SR-D56409 · Issue 520742
URL Encryption and Obfuscation made compatible with site-minder
Resolved in Pega Version 8.3.2
Attempting to install a DL using Hfix Manager worked when not going through SSO but failed when using SSO. Investigation showed that this was due to the use of URLEncryption: URLEncryption uses a Pega-supplied base64 to encode the cipher text with MIME type encoding by default, which adds newline character after every 72 characters. This is not compatible with site-minder. which has policies to restrict newline characters in the URL. As a result, none of the encrypted requests were being processed. To resolve this, post-processing logic has been added to remove newline characters from encoded text. This change has also been applied top URLObfuscation.
SR-D56527 · Issue 538301
DSS PegaAESREmote*ResetTableStats set to false
Resolved in Pega Version 8.3.2
In order to prevent an issue with resetting table stats that potentially impacts postgres in an unintended fashion, the DSS PegaAESREmote*ResetTableStats has been set to false.
SR-D57038 · Issue 519379
JobScheduler DST handling updated
Resolved in Pega Version 8.3.2
When the locale being used changed out of Daylight Savings Time, scheduled jobs did run at the same local time as before but instead ran an hour earlier than expected.
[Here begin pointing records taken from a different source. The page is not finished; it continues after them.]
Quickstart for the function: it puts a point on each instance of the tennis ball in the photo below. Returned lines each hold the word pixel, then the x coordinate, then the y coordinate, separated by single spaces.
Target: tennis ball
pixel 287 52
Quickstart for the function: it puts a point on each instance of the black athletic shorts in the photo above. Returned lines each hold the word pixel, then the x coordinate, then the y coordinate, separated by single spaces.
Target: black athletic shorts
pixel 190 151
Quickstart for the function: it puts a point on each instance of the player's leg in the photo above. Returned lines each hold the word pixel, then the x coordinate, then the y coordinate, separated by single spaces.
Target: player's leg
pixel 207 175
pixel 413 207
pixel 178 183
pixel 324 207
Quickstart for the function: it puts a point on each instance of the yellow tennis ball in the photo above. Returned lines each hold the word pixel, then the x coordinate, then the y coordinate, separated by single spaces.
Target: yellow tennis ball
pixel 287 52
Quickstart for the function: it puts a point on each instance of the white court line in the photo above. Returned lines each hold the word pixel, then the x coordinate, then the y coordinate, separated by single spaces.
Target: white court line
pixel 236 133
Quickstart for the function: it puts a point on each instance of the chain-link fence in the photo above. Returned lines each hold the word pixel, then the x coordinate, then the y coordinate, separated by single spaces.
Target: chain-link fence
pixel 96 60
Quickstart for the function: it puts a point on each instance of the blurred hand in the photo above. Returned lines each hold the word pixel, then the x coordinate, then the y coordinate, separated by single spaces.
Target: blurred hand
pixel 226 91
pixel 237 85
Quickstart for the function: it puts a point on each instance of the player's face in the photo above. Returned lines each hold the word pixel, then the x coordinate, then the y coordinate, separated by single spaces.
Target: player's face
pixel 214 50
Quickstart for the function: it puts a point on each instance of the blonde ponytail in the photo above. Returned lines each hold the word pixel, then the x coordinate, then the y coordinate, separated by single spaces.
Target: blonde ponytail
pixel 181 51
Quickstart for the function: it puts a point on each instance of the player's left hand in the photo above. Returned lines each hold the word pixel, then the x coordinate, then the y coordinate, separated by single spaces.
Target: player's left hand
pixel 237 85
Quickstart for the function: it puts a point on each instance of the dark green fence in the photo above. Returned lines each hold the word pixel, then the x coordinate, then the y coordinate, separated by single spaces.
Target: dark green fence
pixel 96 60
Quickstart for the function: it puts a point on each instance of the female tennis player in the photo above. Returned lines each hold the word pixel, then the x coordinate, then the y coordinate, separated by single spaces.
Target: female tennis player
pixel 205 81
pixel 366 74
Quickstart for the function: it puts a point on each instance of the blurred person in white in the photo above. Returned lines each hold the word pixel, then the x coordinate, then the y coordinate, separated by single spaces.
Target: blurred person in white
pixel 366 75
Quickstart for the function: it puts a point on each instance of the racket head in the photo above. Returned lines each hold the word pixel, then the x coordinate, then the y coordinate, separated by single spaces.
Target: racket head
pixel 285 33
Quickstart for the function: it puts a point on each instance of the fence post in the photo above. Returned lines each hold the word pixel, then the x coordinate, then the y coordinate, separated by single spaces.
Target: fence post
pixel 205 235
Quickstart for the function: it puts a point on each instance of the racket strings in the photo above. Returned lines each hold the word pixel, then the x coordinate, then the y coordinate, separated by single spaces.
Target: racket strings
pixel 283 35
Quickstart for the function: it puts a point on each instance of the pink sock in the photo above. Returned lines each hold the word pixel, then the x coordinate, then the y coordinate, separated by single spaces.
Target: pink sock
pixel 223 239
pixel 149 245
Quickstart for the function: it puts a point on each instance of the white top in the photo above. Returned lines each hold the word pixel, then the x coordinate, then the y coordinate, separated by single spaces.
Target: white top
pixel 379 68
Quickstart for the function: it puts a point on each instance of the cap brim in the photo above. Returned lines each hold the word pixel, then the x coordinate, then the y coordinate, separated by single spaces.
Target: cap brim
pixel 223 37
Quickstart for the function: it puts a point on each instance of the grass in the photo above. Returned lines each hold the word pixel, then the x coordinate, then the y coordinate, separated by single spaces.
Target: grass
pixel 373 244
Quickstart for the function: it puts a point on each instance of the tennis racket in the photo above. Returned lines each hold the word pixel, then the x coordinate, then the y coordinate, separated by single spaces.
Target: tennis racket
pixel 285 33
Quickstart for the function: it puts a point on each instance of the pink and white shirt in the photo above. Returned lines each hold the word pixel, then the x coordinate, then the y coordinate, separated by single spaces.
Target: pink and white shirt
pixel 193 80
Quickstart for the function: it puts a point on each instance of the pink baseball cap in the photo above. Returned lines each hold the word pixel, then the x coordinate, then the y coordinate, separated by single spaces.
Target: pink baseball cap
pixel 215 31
Investigation showed that jobscheduler calculated the next runtime based on the time difference from the cluster reference time and current time in milliseconds, and this offset in milliseconds was added to next run time. Since the cluster was started in DST, the job was running on same time due to the time difference. To resolve this, the system will use a calculation offset and set hours/minutes to nextRunTime object so that calendar lib handles daylight savings.
SR-D57444 · Issue 519166
Scripts provided to remove unneeded TenantID for Cloud upgrade
Resolved in Pega Version 8.3.2
Cloud upgrade from 8.3 to 8.3.1 was failing in a multi-tenant environment during creation of the Data-MigrationPoint instance. This was traced to pzTenantId not being included in the insert statement when the table included the pzTenantId column. As the column is unnecessary and was only included in the table for completeness, scripts have been provided to remove the pzTenantId column from the table for 8.3.0 and 8.3.1 MT deployments and remove pzTenantId from table in pegarules-master.xml to resolve this issue.